Following some discussions on the DCUK forum relating to DAFNE, I thought it would be an interesting topic to look into. Before I go on, I must state that I have never undertaken the DAFNE course, although I completed the Bournemouth BDEC course on-line, some ten years ago, and when diagnosed 27 years ago, carb counting was the normal way to manage diabetes, so this focuses on results of RCT trials and perceptions.
The DAFNE course is a widely used structured education course for Type 1 diabetics. DAFNE stands, of course, for Dose Adjustment for Normal Eating and was derived from work that grew, under Michael Berger, out of Dusseldorf University. It has shown successful patient outcomes in reducing Hba1C levels and done so under RCTs so can be considered to be an effective tool for patients in dealing with T1.
By the 2nd November 2015, 36,699 people had “graduated” from the DAFNE course, which is delivered in approximately 145 localities. Statistics for other DAFNE-like courses are not widely available and are done on a CCG by CCG basis. It’s fair to estimate that the number of people with some form of structured education under their belts is therefore significantly greater than the number that has completed DAFNE, but with the recent NICE and global guidelines recommending an Hba1C of less than 6.5%, is “normal eating” really that manageable for most T1s, or is the name DAFNE and the idea behind it setting us up for failure on the 48mmol/mol target?
The question here is with regard to the description – “Normal Eating”. Every long term Type 1 has experienced the myriad ups and downs that come with the condition. Non-repeated highs, sudden accidental lows, and an Hba1C that seems less reliably indicated by blood glucose recording than one might expect. I’ve somehow, in the last 27 years, managed to stay mostly around the 7% level, and in the last couple, drop that down to the 40mmol/mol level (5.8% in the old money).
DAFNE’s efficacy is not in doubt, and the statistics speak for themselves. But the published data leads to some interesting questions. So lets start there, with the UK RCT that was undertaken.
Key points about the UK DAFNE RCT:
- Starting Hba1C of participants was 7.5% to 12% – not what is considered well controlled by most in the medical world
- The initial “average” Hba1C of the participants was 9.4% (which roughly equates to an average blood glucose level of 12.4%)
- The 6 month post-RCT average Hba1C was 8.4% (which roughly equates to a blood glucose level of 10.8%)
- The average Hba1C reduction observed amongst participants was 1%, which is considered clinically significant
- Wellbeing measures had increased – patients felt more able to deal with food presented to them and felt they had a better quality of life
- Weight, had on average, increased by 1.2% and Cholesterol level changes were statistically insignificant
- Perceived incidence of hyperglycaemia had dropped by about 19% while perceived incindence of hypoglycaemia had increased by 6%
The full details of this are available in many of the DCCT/EDIC documents, an example of which is the 30th Anniversary Booklet.
Should the DAFNE course be renamed to reflect that it is really about Managing Diabetes Everyday (MADIE) rather than really about “Normal Eating”? Should all of these courses make it clearer that the average glucose levels really matter a lot from a very early stage? Should they introduce the idea of eating fewer carbs to manage the spikes more safely and show, via CGM, how timing is critical in insulin dosing? Should the impact of protein and fat on bs management be given a higher level of awareness in the discussions?
One thing I am certain about, after 27 years, is that if I was to undertake “Normal Eating” all the time, there is no way I would achieve the 48mmol/mol Hba1C target without a huge number of hypoglycaemic episodes. The NHS definition of normal eating is between 33% and 66% carbs, or 165g-330g of carbs per day. I used to undertake normal eating and that gave me an Hba1C of around 7%, still too high. As it stands, on a diet which is much lower in carbs than normal, I achieve an Hba1C of 40 mmol/mol and a standard deviation of 2.0 on an average glucose level of 6.6, so <30% of my average, which is where it needs to be.

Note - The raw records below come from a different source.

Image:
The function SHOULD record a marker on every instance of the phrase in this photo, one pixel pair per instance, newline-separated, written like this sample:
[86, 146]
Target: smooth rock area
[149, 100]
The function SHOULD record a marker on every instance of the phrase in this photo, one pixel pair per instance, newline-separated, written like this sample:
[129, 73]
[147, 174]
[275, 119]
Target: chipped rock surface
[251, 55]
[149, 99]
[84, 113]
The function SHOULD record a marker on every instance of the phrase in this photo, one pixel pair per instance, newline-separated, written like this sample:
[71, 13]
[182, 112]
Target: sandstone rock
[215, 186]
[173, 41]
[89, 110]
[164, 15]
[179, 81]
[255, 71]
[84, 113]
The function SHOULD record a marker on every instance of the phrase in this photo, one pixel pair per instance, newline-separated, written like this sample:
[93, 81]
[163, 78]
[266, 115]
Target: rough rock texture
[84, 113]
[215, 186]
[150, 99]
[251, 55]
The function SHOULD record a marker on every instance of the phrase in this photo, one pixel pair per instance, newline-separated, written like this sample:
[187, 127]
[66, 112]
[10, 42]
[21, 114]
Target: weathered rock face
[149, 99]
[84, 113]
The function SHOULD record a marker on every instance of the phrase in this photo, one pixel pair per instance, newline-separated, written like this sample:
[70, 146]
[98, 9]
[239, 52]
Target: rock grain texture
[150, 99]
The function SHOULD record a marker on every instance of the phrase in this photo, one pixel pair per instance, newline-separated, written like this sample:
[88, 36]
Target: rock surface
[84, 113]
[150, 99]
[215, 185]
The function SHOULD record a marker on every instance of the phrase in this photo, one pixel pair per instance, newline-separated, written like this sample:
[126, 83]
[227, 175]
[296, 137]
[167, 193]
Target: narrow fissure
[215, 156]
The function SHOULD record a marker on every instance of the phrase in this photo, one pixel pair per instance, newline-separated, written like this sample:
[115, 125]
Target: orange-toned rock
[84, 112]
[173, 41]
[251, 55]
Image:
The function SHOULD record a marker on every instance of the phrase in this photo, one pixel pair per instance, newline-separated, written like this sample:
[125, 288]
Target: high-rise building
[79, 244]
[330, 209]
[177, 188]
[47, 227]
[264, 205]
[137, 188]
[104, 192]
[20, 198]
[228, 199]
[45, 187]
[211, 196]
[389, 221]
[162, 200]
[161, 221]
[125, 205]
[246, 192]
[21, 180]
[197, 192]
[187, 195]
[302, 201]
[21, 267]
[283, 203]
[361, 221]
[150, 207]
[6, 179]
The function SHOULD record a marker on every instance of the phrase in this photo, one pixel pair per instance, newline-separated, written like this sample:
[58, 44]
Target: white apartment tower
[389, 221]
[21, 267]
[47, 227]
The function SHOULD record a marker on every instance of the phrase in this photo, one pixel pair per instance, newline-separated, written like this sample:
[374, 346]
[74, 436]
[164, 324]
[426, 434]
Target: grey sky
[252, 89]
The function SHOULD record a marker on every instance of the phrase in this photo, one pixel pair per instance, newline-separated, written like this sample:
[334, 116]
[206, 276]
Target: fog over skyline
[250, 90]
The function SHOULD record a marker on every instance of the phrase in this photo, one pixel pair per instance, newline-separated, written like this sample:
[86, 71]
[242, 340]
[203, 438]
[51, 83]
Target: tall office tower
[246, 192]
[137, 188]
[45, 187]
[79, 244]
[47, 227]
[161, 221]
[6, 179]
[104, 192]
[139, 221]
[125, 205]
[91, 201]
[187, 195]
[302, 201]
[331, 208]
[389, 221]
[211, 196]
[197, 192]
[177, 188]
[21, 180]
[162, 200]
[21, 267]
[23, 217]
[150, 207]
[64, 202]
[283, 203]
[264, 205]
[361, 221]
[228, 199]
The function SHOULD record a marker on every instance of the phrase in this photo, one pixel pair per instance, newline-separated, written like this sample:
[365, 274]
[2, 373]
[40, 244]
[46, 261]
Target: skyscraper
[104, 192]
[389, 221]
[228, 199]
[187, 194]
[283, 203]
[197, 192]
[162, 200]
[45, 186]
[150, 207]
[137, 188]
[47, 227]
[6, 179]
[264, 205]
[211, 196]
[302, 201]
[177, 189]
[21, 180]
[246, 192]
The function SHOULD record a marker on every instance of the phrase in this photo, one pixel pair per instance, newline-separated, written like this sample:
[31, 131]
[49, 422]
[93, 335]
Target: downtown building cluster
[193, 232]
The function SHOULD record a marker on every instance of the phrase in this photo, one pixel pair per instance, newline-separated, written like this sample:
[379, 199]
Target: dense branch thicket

Taking a look back at the evidence presented, we see that the NDA shows that 93% of T1s exceed the new best practice Hba1C and are therefore at risk of complications. We know that there has been little long term follow-up (more than 12 months) following the RCT on DAFNE interventions. We can see that DAFNE in the near to mid-term has a positive effect.
Does it allow the DAFNE graduate to live a normal life? Maybe. Can they eat a normal diet? If they choose. How long will their normal life remain so? No that long, given the NDA data. Fundamentally, alongside the structured education about managing their condition, a clear and concise message is needed about the risks of high blood glucose and where they lie. Without this, I believe any diabetic education is only doing half its job.